Beware the Company of a Cat

If you ever see a black and white cat on the run, do not approach or engage the animal. It could be Barney, our barn cat, and he should be presumed dangerous. He goes by many aliases: Barn, Barn-Man, Barn-Barn, Barn Master, Little Barney Boy, and Sweet Little Barn Muffin. 

Barney first came to us at about the same time our previous barn cat, Bunty, was dying. Bunty was thirteen years old, and Barney just showed up out of nowhere, a spry and spirited juvenile. My wife believes Barney was a godsend, which is exactly what a blossoming con artist cat would want you to think. My best guess is that Barney asked around to find the barn with the oldest cat and decided to take up there in an attempt to become heir apparent. 

It worked. 

Now Barney has even swindled his way from the barn to our porch, and I would consider him more of a porch cat than a barn cat–though I wouldn’t consider him entirely ours. I’m pretty sure Barney scams other families during the day. I believe this because my wife bought a fancy tracker collar to put on him so she can monitor his movements and protect him from peril. Every day he makes a circuit to three other houses in our vicinity. Then, at night, he comes and sleeps on our back porch in a little cat house with a heated pad–Bunty is probably rolling over in his grave (he used to sleep on a pillow in the hayloft). 

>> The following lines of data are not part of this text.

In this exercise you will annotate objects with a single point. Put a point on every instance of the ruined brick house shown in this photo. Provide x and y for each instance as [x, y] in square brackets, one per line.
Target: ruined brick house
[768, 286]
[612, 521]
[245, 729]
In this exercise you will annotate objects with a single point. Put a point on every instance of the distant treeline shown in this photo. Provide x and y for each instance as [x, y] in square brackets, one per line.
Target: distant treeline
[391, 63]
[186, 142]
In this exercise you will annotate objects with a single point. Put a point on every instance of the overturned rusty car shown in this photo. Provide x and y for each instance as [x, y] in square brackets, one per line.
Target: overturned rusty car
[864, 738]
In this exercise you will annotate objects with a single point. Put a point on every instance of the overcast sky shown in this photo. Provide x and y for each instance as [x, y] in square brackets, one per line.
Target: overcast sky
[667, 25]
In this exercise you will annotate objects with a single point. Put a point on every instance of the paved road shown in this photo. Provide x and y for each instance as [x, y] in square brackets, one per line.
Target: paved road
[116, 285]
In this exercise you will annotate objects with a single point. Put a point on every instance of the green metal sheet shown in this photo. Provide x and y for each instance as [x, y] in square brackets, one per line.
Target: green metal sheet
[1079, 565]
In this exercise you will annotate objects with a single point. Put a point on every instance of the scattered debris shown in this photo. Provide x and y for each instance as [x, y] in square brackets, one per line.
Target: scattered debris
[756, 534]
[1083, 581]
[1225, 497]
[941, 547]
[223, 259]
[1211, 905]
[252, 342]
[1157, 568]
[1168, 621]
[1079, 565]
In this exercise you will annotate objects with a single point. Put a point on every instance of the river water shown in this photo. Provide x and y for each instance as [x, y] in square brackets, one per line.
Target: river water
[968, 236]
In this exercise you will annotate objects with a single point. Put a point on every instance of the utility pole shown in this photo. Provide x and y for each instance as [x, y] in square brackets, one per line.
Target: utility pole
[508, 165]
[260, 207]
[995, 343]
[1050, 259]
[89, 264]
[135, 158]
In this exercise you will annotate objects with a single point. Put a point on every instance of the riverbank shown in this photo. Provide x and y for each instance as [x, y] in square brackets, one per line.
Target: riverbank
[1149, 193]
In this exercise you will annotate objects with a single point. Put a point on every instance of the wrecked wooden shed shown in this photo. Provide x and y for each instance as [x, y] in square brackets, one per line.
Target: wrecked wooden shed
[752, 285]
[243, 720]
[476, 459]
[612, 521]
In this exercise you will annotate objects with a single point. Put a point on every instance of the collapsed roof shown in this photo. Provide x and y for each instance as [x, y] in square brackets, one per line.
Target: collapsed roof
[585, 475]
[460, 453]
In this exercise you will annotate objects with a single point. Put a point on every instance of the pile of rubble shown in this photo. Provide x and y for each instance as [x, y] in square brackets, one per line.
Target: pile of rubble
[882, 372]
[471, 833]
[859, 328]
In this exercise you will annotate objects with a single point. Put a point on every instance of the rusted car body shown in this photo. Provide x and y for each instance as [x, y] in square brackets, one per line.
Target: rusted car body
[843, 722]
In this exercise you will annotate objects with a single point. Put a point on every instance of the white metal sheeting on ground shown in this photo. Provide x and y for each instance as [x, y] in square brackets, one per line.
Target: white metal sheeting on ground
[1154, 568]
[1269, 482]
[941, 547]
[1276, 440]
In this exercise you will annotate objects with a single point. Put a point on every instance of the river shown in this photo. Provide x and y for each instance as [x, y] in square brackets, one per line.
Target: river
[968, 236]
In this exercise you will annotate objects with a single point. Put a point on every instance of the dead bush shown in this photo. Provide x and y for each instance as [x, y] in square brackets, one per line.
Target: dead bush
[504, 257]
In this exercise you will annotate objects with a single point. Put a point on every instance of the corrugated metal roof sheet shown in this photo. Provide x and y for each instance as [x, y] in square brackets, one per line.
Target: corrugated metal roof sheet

“Little Barn-Barn, do you have secret families you visit during the day?” asked my wife, interrogating him after seeing the tracker data. Barney remained silent. He does not like the tracker, and sometimes I wonder if he likes me. 

“It’s under there,” my wife said, pointing to the location where Barney first lost his tracker. 

The tracker is on a breakaway collar, and Barney enjoys finding new places to break free. There, in this instance, was the old corn crib, which, sitting on fieldstones piers, had about a foot and a half of ground clearance. He lost it right underneath the middle of the structure, meaning I had to dust off my claustrophobia to crawl under there and retrieve the collar.  A few days later, he broke loose again. 

“It’s in there,” my wife said this time. 

“You’ve got to be kidding,” I said. There was now a tremendous blackberry thicket that I had to tunnel through on all fours. Eventually, the tracker collar became too much of a nuisance for all involved and Barney now roams unmonitored, but I still have the sneaking suspicion that he has something else up his sleeve. 

During the past few weeks, due to the winter storms, my wife has broken her own protocol–no animals inside–and taken the extraordinary step of letting Barney sleep inside our house on those bitter cold nights. She put an old pillow in a cardboard box, and the first night he slept soundly in this makeshift bed. On the second night, however, I awoke in the middle of night to a cat kicking me in the head. Apparently, Barney had gotten out of his bed, jumped into our bed, and snuggled down between man and wife. When I awoke, he was asleep on his back, pummelling me with his hind legs, as if he was trying to push me off the bed.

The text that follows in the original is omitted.